Les créations de postes sont égrenées de manière aussi monotone qu’inquiétante, d’abord dans un certain nombre de secteurs-clé : l’Education nationale, bien sûr mais aussi la police, la gendarmerie,  la justice, auxquels s’ajoutent 150 000 emplois dits d’«avenir » pour les jeunes (que les collectivités locales finissent généralement  par titulariser). L’application assouplie de la règle de non remplacement d’un fonctionnaire sur deux ne reposera que sur des ministères non prioritaires comme la défense, et pour cause : presque rien dans le discours d’Ayrault sur  la politique étrangère et les menaces qui planent aujourd’hui  sur le monde.

En regard de ces recrutements, une solide couche d’impôts nouveaux : 7 milliards tout de suite, bien plus à la rentrée. Contrairement à ce qui est annoncé, ils n’épargneront pas les classes moyennes (instauration d’une tranche à 45 %), ni même populaires (les heures supplémentaires redeviennent  imposables).  

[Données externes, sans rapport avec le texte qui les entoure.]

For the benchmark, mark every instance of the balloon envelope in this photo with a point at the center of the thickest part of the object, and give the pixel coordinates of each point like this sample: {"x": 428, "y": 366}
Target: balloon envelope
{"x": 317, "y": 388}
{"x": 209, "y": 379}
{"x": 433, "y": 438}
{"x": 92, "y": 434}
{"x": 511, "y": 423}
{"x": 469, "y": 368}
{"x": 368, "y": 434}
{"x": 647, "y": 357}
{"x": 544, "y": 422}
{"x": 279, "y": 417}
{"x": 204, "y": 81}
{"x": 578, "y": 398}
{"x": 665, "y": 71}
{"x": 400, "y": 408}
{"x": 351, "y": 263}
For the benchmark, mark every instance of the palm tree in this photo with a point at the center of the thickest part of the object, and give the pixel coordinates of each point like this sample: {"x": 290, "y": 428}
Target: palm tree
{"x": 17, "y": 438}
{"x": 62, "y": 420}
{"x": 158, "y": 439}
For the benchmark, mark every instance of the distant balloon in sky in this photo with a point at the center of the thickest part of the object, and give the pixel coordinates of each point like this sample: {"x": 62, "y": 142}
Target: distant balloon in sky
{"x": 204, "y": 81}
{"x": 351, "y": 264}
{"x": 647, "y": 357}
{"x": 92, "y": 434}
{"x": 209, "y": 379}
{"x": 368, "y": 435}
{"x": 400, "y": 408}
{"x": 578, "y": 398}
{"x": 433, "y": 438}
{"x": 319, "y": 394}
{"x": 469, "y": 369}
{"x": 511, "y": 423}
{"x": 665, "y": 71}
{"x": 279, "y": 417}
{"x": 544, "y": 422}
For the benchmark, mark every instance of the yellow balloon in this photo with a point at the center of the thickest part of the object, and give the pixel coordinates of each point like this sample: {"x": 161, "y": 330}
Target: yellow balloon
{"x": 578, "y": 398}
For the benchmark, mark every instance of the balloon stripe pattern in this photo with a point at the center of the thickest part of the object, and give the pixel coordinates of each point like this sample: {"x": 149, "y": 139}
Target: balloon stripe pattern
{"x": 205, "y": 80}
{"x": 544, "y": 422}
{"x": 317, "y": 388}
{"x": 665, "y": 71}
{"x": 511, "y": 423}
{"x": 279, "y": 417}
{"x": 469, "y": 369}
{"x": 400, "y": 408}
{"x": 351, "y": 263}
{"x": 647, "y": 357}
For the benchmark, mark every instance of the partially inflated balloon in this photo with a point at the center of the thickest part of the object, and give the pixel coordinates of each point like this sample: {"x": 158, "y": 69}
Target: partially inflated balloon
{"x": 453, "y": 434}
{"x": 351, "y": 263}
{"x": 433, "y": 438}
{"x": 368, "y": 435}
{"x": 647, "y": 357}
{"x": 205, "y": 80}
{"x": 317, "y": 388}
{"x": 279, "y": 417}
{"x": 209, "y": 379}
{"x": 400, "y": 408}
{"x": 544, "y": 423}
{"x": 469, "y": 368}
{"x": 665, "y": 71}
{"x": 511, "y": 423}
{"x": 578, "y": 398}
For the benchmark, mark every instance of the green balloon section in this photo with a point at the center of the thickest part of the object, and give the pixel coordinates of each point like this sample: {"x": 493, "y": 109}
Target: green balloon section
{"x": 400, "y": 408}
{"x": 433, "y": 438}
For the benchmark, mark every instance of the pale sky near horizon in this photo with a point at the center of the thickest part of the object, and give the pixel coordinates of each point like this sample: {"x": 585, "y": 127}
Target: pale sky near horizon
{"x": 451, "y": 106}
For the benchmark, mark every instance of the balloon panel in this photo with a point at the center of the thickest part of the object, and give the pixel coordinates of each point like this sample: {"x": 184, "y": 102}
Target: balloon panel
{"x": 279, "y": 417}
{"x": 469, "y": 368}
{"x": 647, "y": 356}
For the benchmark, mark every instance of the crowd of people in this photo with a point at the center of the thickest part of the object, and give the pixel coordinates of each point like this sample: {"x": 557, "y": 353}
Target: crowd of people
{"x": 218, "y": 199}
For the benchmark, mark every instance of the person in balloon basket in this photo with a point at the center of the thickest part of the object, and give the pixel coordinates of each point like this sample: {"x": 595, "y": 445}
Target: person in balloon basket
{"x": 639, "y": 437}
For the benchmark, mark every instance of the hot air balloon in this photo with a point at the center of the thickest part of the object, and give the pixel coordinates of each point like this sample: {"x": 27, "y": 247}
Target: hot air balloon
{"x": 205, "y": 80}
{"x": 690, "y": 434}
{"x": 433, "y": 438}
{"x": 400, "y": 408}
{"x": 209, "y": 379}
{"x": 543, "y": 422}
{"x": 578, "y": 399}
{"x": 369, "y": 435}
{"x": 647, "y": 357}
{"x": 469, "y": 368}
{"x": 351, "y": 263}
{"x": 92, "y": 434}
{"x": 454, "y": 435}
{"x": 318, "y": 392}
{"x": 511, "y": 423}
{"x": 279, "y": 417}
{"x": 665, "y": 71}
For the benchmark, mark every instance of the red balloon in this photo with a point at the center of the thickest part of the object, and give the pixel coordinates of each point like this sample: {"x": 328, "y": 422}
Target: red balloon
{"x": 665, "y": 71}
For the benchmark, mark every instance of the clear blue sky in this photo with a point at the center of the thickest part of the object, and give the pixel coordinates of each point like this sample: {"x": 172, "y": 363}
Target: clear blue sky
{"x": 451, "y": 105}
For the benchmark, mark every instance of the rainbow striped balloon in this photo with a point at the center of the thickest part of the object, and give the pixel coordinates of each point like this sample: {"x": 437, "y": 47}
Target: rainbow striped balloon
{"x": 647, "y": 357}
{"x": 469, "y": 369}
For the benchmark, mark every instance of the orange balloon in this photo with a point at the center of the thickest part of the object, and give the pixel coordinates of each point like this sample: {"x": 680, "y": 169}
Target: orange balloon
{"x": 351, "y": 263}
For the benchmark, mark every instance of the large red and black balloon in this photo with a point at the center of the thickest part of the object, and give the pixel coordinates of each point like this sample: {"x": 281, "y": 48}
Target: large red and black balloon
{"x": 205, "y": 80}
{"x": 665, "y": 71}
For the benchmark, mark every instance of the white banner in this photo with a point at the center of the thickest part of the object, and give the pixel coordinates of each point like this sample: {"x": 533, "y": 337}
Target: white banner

Tout cela se comprendrait si, comme il arrivait au temps béni des trente glorieuses, un nouveau gouvernement de gauche, disposant d’une vraie marge de manœuvre, avait trouvé une France sous-imposée et sous-équipée en services sociaux ou insuffisamment solidaire. Mais nous n’en sommes plus là !  La contrainte européenne que le Parti socialiste ne remet pas vraiment en cause, se fait de plus en plus rigoureuse. Il était déjà très difficile de rester au-dessous d’un déficit de 4,5 %  en 2013 ou de rétablir l’équilibre d’ici 2007 : ce  sera plus difficile si on charge encore la barque.  Même si certains aménagement fiscaux corrigent de réelles injustices, ce n’est pas au profit de contribuables qui payent trop : ces corrections aboutissent seulement à alourdir la charge globale ; la France est déjà, avec  des dépenses publiques à hauteur de  56 % du PIB, en dehors sans doute de la Corée du Nord, le pays le plus socialisé du monde. C’est  un bien mauvais service que le gouvernement  rend  à notre pays en aggravant encore ce poids. D’autant que l’expérience montre que  ces hausses sont généralement irréversibles, une marche avant sans marche arrière.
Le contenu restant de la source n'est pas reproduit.